Don’t sleep on it….

21 February, 2014
by: Cripps Pemberton Greenish

The recent case of Whittlestone v BJP Home Support Limited has brought into question what workers should be paid if they ‘sleep over’ at their place of work.

This case involved an employee who was required to work ‘sleep over’ duties, during which time she was never actually required to carry out any work, but was required to remain present. She was paid an allowance for these sleep in duties, which equated to less than the national minimum wage (NMW) for each hour that she was required to be present. The employee brought a claim in respect of her pay, which went to the Employment Appeal Tribunal (EAT).

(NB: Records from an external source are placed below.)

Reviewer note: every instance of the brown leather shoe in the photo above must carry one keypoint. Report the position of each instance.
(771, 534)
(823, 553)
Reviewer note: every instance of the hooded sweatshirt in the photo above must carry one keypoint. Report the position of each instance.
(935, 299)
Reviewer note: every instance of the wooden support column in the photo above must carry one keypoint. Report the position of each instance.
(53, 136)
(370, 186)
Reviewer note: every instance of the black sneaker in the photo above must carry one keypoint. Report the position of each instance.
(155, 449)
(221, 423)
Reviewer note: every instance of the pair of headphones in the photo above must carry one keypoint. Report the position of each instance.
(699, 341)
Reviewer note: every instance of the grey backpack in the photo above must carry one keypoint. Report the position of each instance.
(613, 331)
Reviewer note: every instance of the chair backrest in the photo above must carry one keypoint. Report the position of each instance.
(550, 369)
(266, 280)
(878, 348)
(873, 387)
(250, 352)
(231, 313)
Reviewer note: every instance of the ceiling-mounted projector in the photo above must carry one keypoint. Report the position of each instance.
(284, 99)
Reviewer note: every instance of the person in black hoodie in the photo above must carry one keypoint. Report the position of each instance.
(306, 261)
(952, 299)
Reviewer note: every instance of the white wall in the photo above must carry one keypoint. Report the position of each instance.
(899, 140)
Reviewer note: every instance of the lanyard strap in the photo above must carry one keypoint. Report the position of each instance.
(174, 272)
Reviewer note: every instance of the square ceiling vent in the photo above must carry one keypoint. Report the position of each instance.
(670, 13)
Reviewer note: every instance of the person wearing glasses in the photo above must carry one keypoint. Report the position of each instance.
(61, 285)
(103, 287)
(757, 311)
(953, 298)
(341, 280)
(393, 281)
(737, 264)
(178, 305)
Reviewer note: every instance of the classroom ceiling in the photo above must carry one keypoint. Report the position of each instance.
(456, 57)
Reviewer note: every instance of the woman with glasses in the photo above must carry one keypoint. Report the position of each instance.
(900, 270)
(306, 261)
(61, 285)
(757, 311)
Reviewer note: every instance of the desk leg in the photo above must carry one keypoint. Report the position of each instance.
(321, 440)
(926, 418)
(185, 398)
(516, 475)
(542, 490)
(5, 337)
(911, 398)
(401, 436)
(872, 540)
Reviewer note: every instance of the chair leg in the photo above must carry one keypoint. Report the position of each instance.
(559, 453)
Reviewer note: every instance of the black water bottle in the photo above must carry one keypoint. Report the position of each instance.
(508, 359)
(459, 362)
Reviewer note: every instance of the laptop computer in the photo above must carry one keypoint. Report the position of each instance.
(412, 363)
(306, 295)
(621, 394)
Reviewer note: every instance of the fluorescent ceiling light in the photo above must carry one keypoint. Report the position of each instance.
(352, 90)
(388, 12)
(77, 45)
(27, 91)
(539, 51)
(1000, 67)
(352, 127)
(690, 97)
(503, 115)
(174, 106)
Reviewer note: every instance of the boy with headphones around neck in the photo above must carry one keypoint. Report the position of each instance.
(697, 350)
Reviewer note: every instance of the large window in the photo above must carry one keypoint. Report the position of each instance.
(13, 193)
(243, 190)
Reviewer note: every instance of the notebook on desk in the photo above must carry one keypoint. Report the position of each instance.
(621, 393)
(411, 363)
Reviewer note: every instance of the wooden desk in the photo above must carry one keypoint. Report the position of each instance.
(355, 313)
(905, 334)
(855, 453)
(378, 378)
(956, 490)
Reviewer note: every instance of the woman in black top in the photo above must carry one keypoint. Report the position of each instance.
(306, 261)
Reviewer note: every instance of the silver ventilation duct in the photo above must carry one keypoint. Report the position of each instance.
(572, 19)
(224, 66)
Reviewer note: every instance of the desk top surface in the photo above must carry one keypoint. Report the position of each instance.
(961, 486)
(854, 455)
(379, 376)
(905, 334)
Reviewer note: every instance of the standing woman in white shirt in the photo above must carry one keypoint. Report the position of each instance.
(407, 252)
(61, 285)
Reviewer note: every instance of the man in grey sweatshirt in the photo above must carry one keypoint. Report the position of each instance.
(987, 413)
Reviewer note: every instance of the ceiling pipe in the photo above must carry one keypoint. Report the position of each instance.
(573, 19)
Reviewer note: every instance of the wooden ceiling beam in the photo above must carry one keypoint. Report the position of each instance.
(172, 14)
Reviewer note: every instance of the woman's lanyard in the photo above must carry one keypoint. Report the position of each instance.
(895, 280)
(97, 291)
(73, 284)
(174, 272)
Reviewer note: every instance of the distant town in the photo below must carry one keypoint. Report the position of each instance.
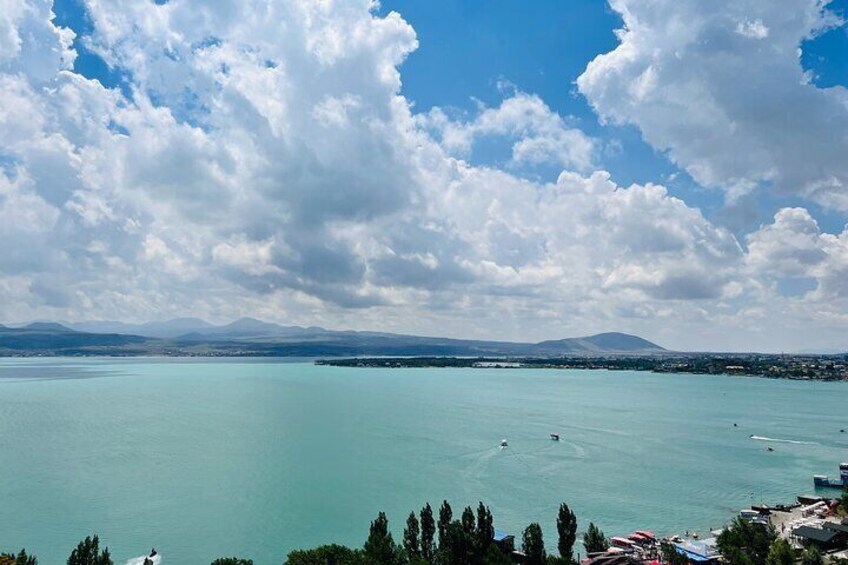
(798, 367)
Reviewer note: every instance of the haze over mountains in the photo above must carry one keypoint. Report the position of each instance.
(251, 337)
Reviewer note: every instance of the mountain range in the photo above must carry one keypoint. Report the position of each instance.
(251, 337)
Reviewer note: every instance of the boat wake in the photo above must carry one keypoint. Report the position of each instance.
(156, 559)
(780, 440)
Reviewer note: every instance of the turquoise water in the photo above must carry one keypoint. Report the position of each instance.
(220, 457)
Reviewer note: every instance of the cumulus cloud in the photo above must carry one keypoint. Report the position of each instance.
(262, 161)
(538, 134)
(720, 87)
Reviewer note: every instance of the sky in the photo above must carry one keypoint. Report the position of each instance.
(674, 169)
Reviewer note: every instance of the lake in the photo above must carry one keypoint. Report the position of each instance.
(220, 457)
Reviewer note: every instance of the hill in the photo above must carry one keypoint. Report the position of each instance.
(251, 337)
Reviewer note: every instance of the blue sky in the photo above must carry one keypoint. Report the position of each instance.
(468, 49)
(505, 170)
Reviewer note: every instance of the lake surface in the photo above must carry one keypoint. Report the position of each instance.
(209, 458)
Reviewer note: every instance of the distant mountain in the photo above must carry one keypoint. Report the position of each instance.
(605, 342)
(52, 338)
(248, 336)
(164, 329)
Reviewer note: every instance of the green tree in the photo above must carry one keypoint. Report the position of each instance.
(380, 547)
(812, 556)
(469, 523)
(494, 556)
(457, 547)
(533, 545)
(780, 553)
(485, 530)
(88, 553)
(594, 540)
(672, 557)
(445, 518)
(428, 532)
(326, 555)
(411, 537)
(567, 530)
(20, 558)
(745, 542)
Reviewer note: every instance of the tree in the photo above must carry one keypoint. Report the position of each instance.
(567, 530)
(411, 537)
(494, 556)
(326, 555)
(428, 531)
(457, 547)
(812, 556)
(20, 558)
(469, 524)
(594, 540)
(533, 545)
(672, 557)
(485, 529)
(445, 517)
(745, 542)
(88, 553)
(780, 553)
(380, 547)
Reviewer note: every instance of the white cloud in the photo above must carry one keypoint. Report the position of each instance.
(538, 134)
(265, 163)
(737, 114)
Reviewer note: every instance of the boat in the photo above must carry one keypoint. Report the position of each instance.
(825, 482)
(623, 543)
(646, 534)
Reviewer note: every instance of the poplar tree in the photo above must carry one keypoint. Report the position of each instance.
(567, 530)
(428, 532)
(445, 517)
(533, 545)
(88, 553)
(411, 536)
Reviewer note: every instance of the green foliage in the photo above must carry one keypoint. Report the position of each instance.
(780, 553)
(494, 556)
(672, 557)
(445, 518)
(594, 540)
(411, 537)
(469, 523)
(88, 553)
(380, 548)
(746, 543)
(20, 558)
(485, 529)
(428, 532)
(533, 545)
(326, 555)
(567, 531)
(812, 556)
(457, 547)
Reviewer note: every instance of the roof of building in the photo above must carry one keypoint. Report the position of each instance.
(833, 526)
(815, 534)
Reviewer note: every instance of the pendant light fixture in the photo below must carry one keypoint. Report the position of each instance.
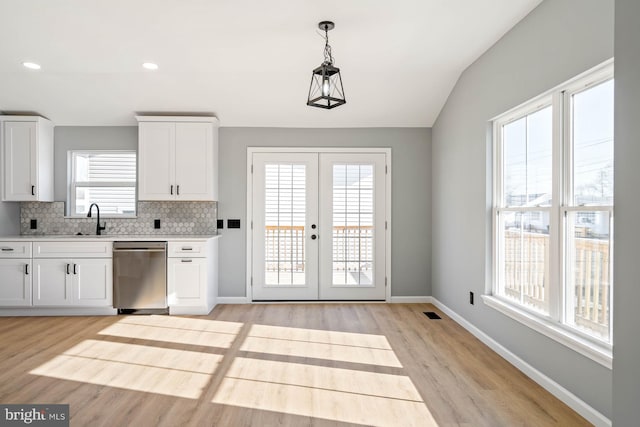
(326, 89)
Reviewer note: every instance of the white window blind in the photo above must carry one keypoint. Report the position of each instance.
(107, 178)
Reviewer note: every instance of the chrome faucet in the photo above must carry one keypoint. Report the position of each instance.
(99, 228)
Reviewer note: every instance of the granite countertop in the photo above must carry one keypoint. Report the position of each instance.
(109, 238)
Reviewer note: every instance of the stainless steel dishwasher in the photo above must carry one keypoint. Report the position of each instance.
(140, 277)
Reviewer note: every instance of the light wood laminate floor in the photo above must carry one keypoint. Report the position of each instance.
(270, 365)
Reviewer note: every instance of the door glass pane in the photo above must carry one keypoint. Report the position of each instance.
(524, 258)
(353, 221)
(527, 146)
(592, 122)
(589, 272)
(285, 217)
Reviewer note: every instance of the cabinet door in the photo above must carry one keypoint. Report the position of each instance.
(92, 282)
(19, 147)
(52, 282)
(187, 280)
(156, 165)
(194, 161)
(15, 286)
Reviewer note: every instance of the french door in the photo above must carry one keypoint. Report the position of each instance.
(318, 226)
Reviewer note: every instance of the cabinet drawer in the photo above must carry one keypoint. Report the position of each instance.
(193, 249)
(15, 249)
(72, 249)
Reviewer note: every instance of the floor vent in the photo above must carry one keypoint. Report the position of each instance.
(432, 315)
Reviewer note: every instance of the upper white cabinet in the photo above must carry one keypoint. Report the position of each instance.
(27, 158)
(177, 158)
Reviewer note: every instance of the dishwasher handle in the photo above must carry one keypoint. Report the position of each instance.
(139, 250)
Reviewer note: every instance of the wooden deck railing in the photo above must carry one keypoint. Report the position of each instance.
(525, 273)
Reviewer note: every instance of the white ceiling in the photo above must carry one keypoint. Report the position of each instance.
(248, 62)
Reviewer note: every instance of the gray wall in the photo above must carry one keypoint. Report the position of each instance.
(626, 351)
(556, 41)
(86, 138)
(411, 196)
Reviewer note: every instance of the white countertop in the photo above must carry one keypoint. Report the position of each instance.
(110, 238)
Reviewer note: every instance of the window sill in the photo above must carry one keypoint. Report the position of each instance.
(601, 354)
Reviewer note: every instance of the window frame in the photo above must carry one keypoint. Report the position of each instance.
(74, 184)
(553, 324)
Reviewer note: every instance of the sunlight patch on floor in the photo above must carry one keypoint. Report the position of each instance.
(135, 367)
(319, 344)
(329, 393)
(198, 332)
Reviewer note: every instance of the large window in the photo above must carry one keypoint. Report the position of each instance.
(553, 207)
(107, 178)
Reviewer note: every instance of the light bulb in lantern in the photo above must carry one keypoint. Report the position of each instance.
(325, 87)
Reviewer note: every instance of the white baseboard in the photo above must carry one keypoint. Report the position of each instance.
(410, 300)
(62, 311)
(570, 399)
(232, 300)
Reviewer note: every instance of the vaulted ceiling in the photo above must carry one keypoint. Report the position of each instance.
(248, 62)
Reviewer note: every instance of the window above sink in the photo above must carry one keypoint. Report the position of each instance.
(105, 177)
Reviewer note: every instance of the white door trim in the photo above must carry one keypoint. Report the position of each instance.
(359, 150)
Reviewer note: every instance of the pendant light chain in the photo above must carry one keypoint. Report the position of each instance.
(328, 58)
(325, 89)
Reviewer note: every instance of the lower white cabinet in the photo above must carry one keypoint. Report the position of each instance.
(187, 278)
(15, 283)
(192, 276)
(77, 282)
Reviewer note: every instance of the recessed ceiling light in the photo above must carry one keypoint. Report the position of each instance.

The EAT held that where an employee is required to stay in the place of the work, the fact that the employee is required to be present at work amounts to work itself and the employee should be paid at least the NMW for each hour she was required to be present, even if the employee isn’t carrying out ‘actual work’ for the entire time and is in reality able to sleep for the duration of the shift.

Prior to this case, a distinction was drawn between a job where a worker’s core duties required them to work at night (such as a night-watchman), entitling them to NMW for the entire of the night shift, and a job where a worker is required to be at the place of work ‘on call’ in addition to their core duties during the day, only entitling them to NMW for the time they are actually working.

There is scope for the case to be appealed, though this is looking unlikely. Distinctions could also be drawn in future cases where workers’ time is considered ‘unmeasured’ under the National Minimum Wage Regulations 1999.